The AGREE Enterprise is an international group of guideline developers who have created criteria to judge the quality of guidelines. You can see the tool and discussion at www.agreetrust.org. The essential elements of the guideline appraisal tool are:
Clear statement of the purpose or objective/question of the information and patient group to whom the guideline applies is specified.
Stakeholders/professional groups relevant to the guideline, patient views—have been involved and the guideline piloted with the target group.
Systematic method of searching for evidence, criteria for selecting evidence, and methods of formulating recommendations are clear.
Health benefits, side effects, and risks have been considered in the recommendations.
There is an explicit link between the recommendations and the supporting evidence.
Experts have externally reviewed the guideline, and a procedure for updating is provided.
Recommendations are clear and unambiguous and easy to identify.
The guideline includes tools for application (audit criteria, algorithm, etc.).
Many hierarchies exist to level the strength of individual studies and synthesized sources. Generally, these hierarchies attempt to assign a rating to help users quickly assess the strength of evidence underpinning the recommendation or simply the urgency associated with a recommendation. Until a standardized approach exists, you must understand what the hierarchies mean. (Hopp et al., 2012)
Instructions
Create a Microsoft Word document and respond to the following questions using the learning resources presented in this module for guidance.

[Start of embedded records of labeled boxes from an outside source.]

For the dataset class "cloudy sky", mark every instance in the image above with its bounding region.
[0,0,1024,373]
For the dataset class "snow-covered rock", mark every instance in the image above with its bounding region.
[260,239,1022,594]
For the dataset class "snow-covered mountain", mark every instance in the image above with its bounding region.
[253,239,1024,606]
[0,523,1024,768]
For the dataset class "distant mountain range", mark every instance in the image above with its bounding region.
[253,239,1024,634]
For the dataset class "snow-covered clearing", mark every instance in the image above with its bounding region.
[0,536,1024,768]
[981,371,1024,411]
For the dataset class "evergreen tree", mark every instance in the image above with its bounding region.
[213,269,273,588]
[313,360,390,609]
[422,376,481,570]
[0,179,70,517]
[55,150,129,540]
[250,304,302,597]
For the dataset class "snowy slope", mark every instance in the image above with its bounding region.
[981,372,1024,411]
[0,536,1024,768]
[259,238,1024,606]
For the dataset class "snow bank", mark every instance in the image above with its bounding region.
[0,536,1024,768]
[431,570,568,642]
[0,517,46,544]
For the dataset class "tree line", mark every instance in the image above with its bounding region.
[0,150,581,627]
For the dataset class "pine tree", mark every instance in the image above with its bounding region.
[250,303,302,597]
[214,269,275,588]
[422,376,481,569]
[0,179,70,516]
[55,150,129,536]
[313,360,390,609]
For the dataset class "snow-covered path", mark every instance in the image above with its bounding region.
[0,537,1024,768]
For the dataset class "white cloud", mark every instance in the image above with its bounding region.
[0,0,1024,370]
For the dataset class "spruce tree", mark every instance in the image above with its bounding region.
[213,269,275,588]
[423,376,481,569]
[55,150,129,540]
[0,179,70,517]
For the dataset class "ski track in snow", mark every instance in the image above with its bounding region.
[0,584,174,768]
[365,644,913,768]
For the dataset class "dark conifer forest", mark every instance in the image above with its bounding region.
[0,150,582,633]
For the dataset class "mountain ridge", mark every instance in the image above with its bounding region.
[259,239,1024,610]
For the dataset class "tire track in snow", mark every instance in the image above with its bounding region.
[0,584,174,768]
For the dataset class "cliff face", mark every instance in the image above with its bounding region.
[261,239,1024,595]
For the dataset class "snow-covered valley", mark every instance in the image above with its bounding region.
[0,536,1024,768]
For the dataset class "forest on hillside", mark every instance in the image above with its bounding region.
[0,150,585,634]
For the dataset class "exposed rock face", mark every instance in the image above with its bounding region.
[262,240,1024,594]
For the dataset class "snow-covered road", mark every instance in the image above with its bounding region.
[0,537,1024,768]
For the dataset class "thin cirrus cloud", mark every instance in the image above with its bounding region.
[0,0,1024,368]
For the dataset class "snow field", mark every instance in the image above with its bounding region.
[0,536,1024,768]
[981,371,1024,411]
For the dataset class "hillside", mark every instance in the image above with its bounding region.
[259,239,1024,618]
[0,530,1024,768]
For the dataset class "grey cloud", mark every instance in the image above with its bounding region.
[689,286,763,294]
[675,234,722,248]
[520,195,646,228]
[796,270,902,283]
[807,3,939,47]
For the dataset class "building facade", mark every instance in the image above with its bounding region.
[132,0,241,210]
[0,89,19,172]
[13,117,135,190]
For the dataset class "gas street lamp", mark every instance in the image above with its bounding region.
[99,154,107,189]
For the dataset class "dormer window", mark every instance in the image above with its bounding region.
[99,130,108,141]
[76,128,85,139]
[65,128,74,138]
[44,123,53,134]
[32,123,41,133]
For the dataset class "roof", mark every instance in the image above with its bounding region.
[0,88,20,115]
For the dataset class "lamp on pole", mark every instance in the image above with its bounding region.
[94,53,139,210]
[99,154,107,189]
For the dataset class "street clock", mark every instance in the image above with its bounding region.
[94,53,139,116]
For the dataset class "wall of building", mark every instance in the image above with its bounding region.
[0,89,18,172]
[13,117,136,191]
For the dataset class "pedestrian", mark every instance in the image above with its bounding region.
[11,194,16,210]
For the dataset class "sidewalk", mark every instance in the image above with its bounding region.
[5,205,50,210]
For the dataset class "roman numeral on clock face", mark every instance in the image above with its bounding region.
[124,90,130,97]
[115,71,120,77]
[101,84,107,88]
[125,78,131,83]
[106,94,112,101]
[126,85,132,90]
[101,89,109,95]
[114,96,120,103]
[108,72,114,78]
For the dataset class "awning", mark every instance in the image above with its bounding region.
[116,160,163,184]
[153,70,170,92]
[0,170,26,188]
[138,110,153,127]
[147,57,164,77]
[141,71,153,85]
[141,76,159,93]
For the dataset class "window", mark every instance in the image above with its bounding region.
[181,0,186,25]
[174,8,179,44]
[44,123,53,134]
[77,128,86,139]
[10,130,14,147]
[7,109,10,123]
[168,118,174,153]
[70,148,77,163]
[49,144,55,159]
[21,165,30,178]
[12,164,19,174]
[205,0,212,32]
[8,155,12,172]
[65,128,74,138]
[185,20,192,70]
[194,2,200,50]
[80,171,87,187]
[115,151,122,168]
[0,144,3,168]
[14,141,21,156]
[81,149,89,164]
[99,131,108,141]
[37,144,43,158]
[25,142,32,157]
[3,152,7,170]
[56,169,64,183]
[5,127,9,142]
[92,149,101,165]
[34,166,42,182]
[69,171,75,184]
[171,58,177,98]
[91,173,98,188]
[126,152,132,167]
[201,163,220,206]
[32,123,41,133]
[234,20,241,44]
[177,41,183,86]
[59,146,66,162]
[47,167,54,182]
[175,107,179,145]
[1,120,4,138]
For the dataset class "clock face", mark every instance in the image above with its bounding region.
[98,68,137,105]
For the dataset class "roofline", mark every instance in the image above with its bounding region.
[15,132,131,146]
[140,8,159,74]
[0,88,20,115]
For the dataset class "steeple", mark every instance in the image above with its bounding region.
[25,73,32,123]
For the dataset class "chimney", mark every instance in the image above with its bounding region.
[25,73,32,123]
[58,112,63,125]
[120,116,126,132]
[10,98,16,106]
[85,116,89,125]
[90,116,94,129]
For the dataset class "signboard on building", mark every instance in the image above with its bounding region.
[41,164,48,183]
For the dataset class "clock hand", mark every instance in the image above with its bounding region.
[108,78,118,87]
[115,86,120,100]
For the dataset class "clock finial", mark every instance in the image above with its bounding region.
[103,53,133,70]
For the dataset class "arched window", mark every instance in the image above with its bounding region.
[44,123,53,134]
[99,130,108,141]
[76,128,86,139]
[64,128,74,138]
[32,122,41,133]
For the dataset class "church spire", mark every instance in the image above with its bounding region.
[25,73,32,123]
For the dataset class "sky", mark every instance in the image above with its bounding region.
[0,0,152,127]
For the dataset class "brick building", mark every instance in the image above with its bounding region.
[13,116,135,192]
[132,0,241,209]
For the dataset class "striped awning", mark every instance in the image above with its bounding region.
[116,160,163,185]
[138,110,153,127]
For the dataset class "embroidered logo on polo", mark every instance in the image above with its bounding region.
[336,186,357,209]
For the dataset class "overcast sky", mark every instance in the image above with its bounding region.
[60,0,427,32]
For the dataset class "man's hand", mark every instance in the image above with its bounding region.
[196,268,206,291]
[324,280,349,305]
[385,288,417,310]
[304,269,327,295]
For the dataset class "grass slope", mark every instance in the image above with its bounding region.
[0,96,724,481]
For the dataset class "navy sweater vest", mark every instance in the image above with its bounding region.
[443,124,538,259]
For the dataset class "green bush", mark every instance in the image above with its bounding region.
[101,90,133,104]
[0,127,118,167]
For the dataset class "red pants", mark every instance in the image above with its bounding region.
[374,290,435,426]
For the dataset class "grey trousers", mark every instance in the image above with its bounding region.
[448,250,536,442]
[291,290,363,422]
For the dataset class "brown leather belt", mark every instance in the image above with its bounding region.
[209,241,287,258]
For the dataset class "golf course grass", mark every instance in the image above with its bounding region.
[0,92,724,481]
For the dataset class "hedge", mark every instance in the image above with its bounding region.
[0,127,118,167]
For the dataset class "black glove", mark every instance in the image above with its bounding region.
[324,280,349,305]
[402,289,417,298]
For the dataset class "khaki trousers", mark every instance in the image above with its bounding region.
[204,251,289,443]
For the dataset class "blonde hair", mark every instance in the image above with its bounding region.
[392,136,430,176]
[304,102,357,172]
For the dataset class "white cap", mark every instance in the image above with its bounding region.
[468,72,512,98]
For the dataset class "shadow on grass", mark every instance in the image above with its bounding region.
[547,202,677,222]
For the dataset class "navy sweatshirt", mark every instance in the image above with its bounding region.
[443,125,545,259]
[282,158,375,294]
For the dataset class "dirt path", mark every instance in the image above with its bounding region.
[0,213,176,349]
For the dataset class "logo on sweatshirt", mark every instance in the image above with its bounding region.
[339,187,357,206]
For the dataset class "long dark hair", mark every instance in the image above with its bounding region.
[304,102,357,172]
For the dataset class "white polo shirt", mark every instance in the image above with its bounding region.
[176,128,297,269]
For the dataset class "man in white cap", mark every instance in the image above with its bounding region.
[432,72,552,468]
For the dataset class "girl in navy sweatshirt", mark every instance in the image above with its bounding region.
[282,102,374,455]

What is your PICO question?
What keywords will you use to search for a clinical practice guideline?
What two guidelines did you compare (their focus), and what organization produced the guideline?
Which guideline did you select?
What type of hierarchy did the guideline use (level of evidence, grade of recommendation, or something else)?
How easy or difficult was the guidelines.gov site to use?
If you were part of a group to determine what type of resource to use to help bring evidence to bedside decision-making, what would be the top three requirements of the source?